Dice Tácito que la historia ha de contarse sin afición ni odio. Luis González contó la historia de su pueblo sin otra afición que a la verdad y sin otro odio que a las plagas de la historia patria: la guerra, la violencia, la intolerancia, la discordia, el abuso, la pobreza, y el desprecio de los de arriba por los de abajo.
Luis González escribió lo mejor de su obra en busca de la historia de la gente común, ésa cuyo nombre nunca llega a los presidiums ni a los libros de historia.
La realidad es experta en símbolos, no se diga la historia. Para mí, San José de Gracia es el nombre de un libro único, llamado Pueblo en vilo, y el recuerdo del historiador que lo escribió, Luis González y González.
Es un lugar sagrado de mi memoria personal y de mi memoria histórica de México, el lugar de una revelación.
Sobre ese lugar Luis González practicó la mayor de las artes historiográficas: escribir un gran libro de historia sobre un “pueblo sin historia”, un pueblo donde no se había registrado ninguna batalla memorable, donde no había nacido ningún prócer, ni siquiera había dormido uno.
Un pueblo nacido en las postrimerías del siglo XIX, sin linaje en la historia prehispánica ni en la historia colonial del país.
Un pueblo donde no pasaba nada sino la sucesión de la vida cuasi natural de una comunidad ranchera, católica, aguantadora y solidaria, pacífica al punto de que una de las cicatrices de su memoria era la esquina donde un josefino había sido muerto de un tiro.
Aquel pueblo sin historia era, sin embargo, el espejo de la historia de la inmensa mayoría de los pueblos de México, un espejo más fiel y más profundo del país que el de la historia nacional de estatuas y próceres que Luis González miró siempre con ironía.
San José de Gracia sigue siendo un pequeño pueblo y el espejo de miles de pequeños pueblos de México, pero ahora en una trágica transfiguración.
Es hoy la guarida de una célula del Cártel Jalisco Nueva Generación, con una jefatura oriunda del pueblo, que el domingo 27 de febrero, durante un velorio, fusiló a 17 miembros de una banda rival, a la vista de todos, y desapareció luego los cadáveres, sin que la fuerza pública apareciera.
Ninguno de los 11 mil habitantes del pueblo se ha atrevido a contar lo que pasó. En su deriva trágica, San José de Gracia ha dejado de ser un pueblo en vilo para convertirse en un pueblo tomado por el crimen.
Su tragedia dice lo que pasa en muchos otros pueblos invisibles del país. La transfiguración homicida de su espacio micro es un espejo de la transfiguración macrohomicida de México.
Apunte de San José de Gracia y Luis González
Leí Pueblo en vilo de Luis González en 1969, con un encantamiento similar al de Cien años de soledad.
Había en esas páginas una irrealidad gozosa, vecina de la de García Márquez, aunque el tema de Luis González no era un pueblo mítico, como Macondo, sino un pueblo cierto, llamado San José de Gracia, elocuente en su perfecto anonimato.

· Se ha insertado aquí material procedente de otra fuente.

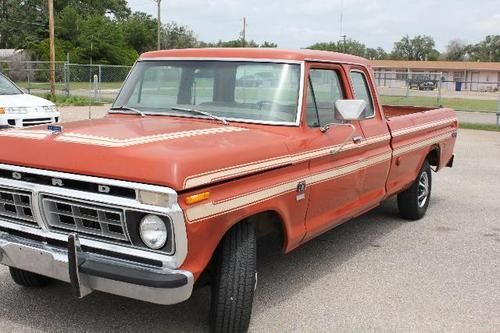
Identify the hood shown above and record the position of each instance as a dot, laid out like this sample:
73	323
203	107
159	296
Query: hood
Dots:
23	100
174	152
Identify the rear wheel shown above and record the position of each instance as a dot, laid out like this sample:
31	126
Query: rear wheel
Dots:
28	279
235	280
413	202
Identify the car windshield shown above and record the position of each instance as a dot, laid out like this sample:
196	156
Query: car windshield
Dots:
231	90
7	87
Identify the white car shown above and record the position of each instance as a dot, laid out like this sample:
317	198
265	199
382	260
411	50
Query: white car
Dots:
18	109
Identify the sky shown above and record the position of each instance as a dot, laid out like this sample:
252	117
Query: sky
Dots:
298	24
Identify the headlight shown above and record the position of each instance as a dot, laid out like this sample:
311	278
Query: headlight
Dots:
20	109
153	232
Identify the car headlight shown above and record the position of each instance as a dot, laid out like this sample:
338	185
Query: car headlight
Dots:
49	108
19	109
153	232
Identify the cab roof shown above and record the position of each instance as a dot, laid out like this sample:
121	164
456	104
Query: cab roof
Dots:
255	53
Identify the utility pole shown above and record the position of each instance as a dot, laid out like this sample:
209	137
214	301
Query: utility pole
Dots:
158	43
244	33
52	51
344	38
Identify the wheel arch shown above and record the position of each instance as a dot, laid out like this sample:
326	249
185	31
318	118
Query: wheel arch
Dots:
434	156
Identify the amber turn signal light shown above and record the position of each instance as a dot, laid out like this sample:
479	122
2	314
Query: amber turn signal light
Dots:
197	198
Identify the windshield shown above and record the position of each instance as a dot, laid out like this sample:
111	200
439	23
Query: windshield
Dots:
239	91
7	87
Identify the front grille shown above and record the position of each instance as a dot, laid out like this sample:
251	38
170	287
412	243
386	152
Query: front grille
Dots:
85	218
16	206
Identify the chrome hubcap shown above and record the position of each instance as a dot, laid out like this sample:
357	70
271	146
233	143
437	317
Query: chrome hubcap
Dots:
423	189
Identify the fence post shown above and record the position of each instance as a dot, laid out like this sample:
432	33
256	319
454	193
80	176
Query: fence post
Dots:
498	113
66	78
96	86
407	83
440	83
99	82
28	70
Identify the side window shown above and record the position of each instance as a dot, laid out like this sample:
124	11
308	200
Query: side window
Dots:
362	91
323	91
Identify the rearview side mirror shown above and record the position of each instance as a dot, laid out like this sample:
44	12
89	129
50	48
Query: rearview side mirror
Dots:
349	109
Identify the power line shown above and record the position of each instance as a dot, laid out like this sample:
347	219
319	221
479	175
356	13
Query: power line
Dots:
158	42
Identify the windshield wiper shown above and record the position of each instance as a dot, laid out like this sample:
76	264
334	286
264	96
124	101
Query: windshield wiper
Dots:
224	121
128	108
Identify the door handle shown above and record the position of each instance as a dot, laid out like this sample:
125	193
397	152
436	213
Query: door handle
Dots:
357	139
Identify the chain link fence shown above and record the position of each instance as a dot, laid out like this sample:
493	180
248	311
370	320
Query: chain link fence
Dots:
434	89
97	83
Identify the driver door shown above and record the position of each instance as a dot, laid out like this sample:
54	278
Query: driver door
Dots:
336	179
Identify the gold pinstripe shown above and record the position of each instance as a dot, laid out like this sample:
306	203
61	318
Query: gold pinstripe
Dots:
240	170
244	169
111	142
211	209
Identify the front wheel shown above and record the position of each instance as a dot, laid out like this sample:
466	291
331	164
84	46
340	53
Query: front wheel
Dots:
235	280
413	202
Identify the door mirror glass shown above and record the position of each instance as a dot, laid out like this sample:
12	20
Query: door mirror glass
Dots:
350	109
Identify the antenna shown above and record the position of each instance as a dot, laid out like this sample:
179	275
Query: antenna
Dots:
341	17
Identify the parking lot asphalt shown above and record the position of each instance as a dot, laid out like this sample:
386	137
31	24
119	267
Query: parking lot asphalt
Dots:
375	273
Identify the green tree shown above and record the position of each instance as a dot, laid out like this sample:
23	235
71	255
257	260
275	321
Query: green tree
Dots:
269	45
103	40
23	23
140	31
416	48
175	36
323	46
115	8
376	54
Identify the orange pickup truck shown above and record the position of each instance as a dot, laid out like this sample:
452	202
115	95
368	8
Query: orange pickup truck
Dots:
203	153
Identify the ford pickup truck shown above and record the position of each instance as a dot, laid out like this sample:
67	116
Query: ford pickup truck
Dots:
175	186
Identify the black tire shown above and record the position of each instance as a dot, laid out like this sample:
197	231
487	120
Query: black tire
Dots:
413	202
28	279
235	280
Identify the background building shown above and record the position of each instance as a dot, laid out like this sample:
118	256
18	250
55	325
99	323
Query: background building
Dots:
474	76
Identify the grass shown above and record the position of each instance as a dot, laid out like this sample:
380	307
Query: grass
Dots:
60	100
481	127
462	104
72	85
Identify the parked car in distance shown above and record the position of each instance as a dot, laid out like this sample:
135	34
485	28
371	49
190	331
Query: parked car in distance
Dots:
179	188
18	109
422	83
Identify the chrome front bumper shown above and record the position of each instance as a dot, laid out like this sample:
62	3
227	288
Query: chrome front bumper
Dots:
89	271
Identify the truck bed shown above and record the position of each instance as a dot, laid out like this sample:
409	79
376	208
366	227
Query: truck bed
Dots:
418	129
391	111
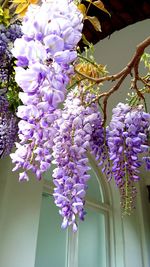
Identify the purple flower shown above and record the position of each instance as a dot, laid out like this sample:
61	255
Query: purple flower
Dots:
127	139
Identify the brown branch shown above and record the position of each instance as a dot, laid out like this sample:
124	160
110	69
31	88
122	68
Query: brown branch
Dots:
120	76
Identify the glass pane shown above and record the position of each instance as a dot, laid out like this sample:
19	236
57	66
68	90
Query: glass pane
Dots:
51	243
94	191
92	247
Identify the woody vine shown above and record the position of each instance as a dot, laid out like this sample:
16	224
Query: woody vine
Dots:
42	70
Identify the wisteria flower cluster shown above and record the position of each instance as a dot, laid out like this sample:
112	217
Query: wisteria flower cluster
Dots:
8	128
7	38
74	137
44	56
127	139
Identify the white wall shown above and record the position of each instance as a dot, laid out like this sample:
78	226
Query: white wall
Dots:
19	218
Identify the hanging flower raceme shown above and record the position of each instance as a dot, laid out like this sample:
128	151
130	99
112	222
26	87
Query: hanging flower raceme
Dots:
75	128
8	128
127	140
7	37
44	64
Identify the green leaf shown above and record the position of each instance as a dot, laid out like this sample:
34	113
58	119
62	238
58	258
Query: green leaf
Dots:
95	22
99	4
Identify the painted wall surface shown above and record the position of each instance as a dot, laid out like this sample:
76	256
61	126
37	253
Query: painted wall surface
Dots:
20	203
19	218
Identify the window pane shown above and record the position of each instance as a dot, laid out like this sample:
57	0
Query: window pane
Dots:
92	247
94	191
51	243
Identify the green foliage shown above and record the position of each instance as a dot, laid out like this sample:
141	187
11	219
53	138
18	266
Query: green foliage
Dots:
93	19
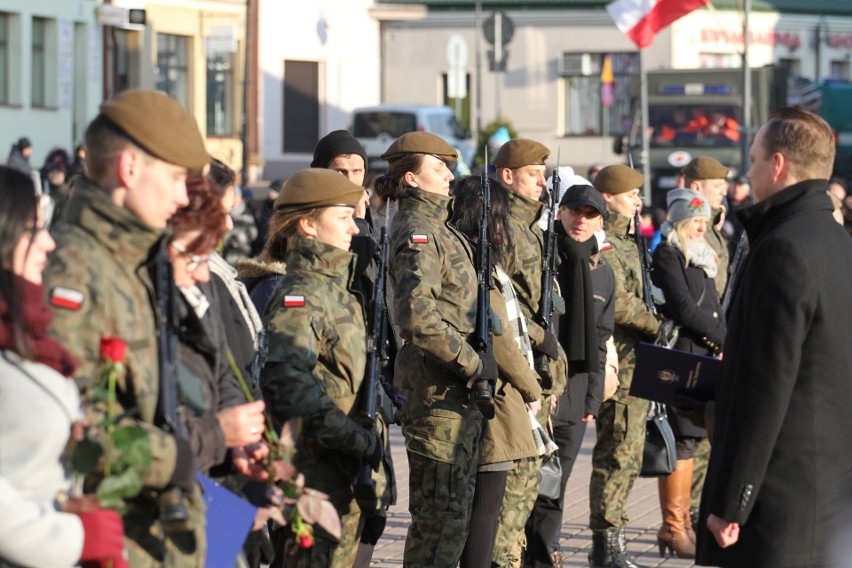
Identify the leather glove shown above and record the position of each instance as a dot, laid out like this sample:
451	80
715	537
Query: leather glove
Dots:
373	528
487	368
549	346
103	538
375	458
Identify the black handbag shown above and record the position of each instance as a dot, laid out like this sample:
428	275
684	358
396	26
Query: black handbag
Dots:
658	457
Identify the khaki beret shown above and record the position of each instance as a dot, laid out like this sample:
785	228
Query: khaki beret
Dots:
160	126
705	167
317	187
420	143
520	152
617	179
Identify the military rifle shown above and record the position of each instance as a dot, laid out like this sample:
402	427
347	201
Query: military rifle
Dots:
645	264
482	389
365	486
739	255
544	317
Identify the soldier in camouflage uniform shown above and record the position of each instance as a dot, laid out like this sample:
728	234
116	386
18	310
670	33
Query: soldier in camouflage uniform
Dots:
140	149
520	168
431	271
317	352
617	456
708	176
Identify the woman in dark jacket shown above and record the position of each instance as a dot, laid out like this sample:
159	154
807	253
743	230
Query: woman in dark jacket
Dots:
684	269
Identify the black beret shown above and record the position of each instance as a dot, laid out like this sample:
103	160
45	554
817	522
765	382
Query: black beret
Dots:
336	144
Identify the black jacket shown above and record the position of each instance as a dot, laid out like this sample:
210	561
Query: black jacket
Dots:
781	461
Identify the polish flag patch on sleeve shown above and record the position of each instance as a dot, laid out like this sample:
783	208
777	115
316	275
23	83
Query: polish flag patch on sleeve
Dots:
66	298
294	301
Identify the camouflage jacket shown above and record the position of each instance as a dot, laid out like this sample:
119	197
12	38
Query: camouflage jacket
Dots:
315	365
633	321
719	243
433	278
524	266
98	282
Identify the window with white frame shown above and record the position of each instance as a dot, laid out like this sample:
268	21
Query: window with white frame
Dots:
172	67
595	106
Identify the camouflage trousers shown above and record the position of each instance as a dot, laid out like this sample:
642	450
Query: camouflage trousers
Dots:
699	472
327	552
518	503
440	501
616	458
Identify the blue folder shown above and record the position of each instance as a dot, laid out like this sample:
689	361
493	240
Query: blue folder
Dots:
229	521
662	372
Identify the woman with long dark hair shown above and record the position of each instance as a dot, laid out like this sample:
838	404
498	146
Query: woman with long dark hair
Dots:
433	279
39	404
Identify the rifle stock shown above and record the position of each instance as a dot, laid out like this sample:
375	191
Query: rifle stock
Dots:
544	316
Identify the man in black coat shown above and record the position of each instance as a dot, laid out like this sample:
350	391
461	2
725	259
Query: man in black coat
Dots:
781	465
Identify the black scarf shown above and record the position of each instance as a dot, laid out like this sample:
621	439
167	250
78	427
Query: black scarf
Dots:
579	336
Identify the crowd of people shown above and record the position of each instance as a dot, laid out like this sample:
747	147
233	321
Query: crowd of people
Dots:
143	350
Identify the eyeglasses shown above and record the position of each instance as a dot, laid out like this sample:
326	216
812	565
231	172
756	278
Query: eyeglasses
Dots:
195	261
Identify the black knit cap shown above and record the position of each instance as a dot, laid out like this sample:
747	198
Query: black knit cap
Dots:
335	144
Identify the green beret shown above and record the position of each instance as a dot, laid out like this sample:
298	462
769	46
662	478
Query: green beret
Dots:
159	125
318	187
420	143
617	179
705	167
521	152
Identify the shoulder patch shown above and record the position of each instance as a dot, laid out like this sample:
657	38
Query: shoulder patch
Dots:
293	302
66	298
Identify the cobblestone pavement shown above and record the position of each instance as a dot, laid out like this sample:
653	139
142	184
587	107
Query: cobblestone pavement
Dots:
643	508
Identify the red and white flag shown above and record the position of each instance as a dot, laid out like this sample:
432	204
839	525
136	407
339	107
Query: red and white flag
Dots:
640	20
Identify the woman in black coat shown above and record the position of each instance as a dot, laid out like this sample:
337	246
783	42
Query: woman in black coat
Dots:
684	269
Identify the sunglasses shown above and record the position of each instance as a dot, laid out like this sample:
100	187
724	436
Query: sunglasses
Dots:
195	261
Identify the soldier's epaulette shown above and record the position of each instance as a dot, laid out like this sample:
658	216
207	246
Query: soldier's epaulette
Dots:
293	302
66	298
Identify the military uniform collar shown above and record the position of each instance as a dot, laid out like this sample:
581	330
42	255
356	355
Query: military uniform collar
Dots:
618	225
524	208
430	203
114	227
314	256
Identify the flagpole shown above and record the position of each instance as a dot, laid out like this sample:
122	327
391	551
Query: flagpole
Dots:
746	122
646	146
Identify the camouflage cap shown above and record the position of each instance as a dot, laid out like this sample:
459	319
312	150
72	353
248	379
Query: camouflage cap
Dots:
521	152
618	178
317	187
579	195
685	204
705	167
420	143
160	126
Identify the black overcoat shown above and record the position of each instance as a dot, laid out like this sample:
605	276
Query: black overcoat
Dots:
781	460
702	326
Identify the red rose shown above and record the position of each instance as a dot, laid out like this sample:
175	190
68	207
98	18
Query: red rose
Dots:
306	540
113	349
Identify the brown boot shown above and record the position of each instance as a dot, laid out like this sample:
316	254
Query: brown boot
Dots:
676	534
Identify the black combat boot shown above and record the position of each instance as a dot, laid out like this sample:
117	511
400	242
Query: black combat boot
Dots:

Era uno de tantos pueblos olvidados de México, vuelto la materia de un historiador cabal, dueño de su oficio y de una pluma inspirada, capaz de universalizar la pequeña historia de un caserío de doce mil habitantes que no había cumplido aún los cien años.
No había tenido lugar ahí ninguna batalla famosa, no se había firmado el plan de ninguna rebelión, ni había nacido ningún prócer.
Luis González vino al mundo el 11 de octubre de 1925 precisamente ahí, en San José, “un pueblo alto, minúsculo, ganadero y creyente, que sólo se unía a la República mexicana por su lengua, su religión y su odio al gobierno comecuras”.¹
Había en ese pueblo, escribió Luis González, “muchas razones para sufrir: frío, miseria, robos, asesinatos, desaparición de animales, muertes violentas, usureros, plagas, sequías y peleas que las más de las veces terminaban mal”.
Pero la crianza de Luis González no fue sufridora, sino apacible, ajena a los “coscorrones, pellizcos o palabras malsonantes”. No aprendió a ver el entorno precario de su pueblo con ojos melancólicos o doloridos, sino con una mirada tolerante, capaz de asumir sin aspavientos las aristas duras de la vida.
Dice Tácito que la historia ha de contarse sin afición ni odio. Luis González contó la historia de su pueblo sin otra afición que a la verdad y sin otro odio que a las plagas de la historia patria: la guerra, la violencia, la intolerancia, la discordia, el abuso, la pobreza, y el desprecio de los de arriba por los de abajo.
Luis González escribió lo mejor de su obra en busca de la historia de la gente común, ésa cuyo nombre nunca llega a los presidiums ni a los libros de historia.
[1]“Egohistorias. Minuta de un viaje redondo”, en Obras, El Colegio Nacional, 2002, vol 6. p. 513, 515.